Title: Louis Riel: A Comic-Strip Biography
Writer and Artist: Chester Brown
Image via Drawn and Quarterly
I first discovered Chester Brown's Louis Riel as part of this year's A-Z Challenge. While intended as a single graphic novel, Brown's biography of Riel was originally serialized. The one issue I read inspired me to read the entire collection.
I've developed a strong interest in Canada recently. The Vermont/Quebec border is under an hour's drive from our house and we've paid quite a number of visits to our northern neighbor over the past year. Louis Riel is one of many reminders that my knowledge of Canadian history is embarrassingly lacking.
Riel (1844-1885) was a political and spiritual leader of the Métis people of the Canadian prairie. The Métis are technically of mixed-race heritage: First Nations and European. Their resistance to Anglo-Canadian domination played a crucial role in the formation of Canada's western provinces, beginning with Manitoba, Riel's home.
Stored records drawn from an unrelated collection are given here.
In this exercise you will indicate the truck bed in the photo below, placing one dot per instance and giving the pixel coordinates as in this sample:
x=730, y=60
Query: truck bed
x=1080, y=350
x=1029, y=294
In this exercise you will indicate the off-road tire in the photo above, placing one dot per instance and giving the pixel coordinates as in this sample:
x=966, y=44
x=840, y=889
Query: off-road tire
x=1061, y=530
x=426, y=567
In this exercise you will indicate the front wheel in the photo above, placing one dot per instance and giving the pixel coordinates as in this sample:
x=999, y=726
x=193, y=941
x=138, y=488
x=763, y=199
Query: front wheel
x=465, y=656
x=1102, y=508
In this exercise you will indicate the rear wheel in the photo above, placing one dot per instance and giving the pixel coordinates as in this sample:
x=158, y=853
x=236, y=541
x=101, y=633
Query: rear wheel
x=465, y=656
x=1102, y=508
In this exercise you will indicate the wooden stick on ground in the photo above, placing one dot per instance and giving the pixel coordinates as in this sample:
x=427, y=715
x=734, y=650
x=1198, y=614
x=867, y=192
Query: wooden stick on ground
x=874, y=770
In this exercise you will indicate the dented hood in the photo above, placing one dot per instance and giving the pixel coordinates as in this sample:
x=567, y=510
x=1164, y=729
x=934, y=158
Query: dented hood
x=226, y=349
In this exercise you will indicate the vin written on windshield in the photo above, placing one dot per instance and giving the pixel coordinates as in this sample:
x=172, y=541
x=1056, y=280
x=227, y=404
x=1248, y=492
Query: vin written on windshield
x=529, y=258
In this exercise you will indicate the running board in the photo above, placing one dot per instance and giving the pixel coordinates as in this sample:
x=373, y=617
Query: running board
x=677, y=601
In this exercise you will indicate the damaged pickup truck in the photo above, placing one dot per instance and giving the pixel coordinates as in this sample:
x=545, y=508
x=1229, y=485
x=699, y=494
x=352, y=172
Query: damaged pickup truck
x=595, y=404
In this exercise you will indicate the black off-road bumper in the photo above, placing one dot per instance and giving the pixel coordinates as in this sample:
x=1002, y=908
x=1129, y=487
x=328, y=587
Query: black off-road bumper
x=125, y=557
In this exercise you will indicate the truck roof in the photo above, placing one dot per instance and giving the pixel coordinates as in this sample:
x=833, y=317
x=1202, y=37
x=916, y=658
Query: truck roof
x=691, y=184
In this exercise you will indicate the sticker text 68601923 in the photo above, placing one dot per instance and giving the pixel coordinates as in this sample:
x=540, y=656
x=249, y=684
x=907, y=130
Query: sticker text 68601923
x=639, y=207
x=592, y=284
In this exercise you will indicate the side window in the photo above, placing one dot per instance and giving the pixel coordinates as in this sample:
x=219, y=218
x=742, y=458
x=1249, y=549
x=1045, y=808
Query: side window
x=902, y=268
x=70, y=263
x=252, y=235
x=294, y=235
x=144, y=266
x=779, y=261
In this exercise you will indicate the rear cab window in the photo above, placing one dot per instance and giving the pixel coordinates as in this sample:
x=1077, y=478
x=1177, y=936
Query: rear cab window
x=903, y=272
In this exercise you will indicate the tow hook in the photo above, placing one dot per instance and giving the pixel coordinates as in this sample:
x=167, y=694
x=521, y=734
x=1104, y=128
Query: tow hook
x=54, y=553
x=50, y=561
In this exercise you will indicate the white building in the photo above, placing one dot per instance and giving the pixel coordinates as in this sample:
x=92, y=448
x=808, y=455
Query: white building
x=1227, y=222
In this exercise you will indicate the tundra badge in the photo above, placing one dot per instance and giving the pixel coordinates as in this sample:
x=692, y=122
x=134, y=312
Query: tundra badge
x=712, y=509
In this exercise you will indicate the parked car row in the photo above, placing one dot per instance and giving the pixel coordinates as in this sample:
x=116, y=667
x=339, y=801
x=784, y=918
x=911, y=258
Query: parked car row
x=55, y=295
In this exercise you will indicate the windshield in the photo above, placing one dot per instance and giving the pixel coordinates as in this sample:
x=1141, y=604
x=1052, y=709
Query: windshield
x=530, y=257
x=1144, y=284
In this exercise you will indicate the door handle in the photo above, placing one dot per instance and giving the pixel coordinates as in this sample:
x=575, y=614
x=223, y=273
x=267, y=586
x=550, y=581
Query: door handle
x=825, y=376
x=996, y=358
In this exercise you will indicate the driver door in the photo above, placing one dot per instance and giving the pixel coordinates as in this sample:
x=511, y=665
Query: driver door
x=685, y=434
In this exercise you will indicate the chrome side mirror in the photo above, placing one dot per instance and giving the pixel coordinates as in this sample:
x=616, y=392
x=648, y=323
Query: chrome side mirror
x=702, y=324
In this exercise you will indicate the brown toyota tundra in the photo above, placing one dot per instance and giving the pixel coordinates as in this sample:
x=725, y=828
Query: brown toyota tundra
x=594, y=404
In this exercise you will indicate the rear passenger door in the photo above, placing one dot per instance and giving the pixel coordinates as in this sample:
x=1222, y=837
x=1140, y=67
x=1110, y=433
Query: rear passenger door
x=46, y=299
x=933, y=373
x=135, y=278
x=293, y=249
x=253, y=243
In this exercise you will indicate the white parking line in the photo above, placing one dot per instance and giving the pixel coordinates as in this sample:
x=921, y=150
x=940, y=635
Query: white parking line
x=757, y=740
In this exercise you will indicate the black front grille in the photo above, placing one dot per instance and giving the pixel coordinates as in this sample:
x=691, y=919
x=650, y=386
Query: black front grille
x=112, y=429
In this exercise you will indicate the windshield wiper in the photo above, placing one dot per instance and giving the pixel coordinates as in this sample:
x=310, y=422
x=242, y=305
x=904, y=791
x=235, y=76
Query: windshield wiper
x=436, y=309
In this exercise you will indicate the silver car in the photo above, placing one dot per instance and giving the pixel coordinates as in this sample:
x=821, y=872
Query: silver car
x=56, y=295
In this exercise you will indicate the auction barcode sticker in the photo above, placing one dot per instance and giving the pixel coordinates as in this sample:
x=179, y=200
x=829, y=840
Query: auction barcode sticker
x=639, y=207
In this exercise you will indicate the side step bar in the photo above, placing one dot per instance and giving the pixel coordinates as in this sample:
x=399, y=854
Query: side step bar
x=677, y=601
Riel enjoys widespread folk hero status today but was far more controversial in his own lifetime - celebrated by French Canadians, mistrusted by the English speakers. In the end, the Canadian government hanged him for treason. Brown's work is certainly sympathetic to Riel and his cause. However, this well-researched biography also documents Riel's history of mental illness (diagnosed posthumously as megalomania by historians) - an important theme of Chester Brown's other books as well.
Louis Riel is very highly regarded within the comics industry, considered a ground-breaker for non-fiction graphic novels in English. As I wrote in my A-Z post, much of the book's effectiveness derives directly from Brown's minimal artistic style. If anything, the dialogue is rather dry and to-the-point but the drawings afford the reader an intimacy with the historical figures that few text-only renderings could allow.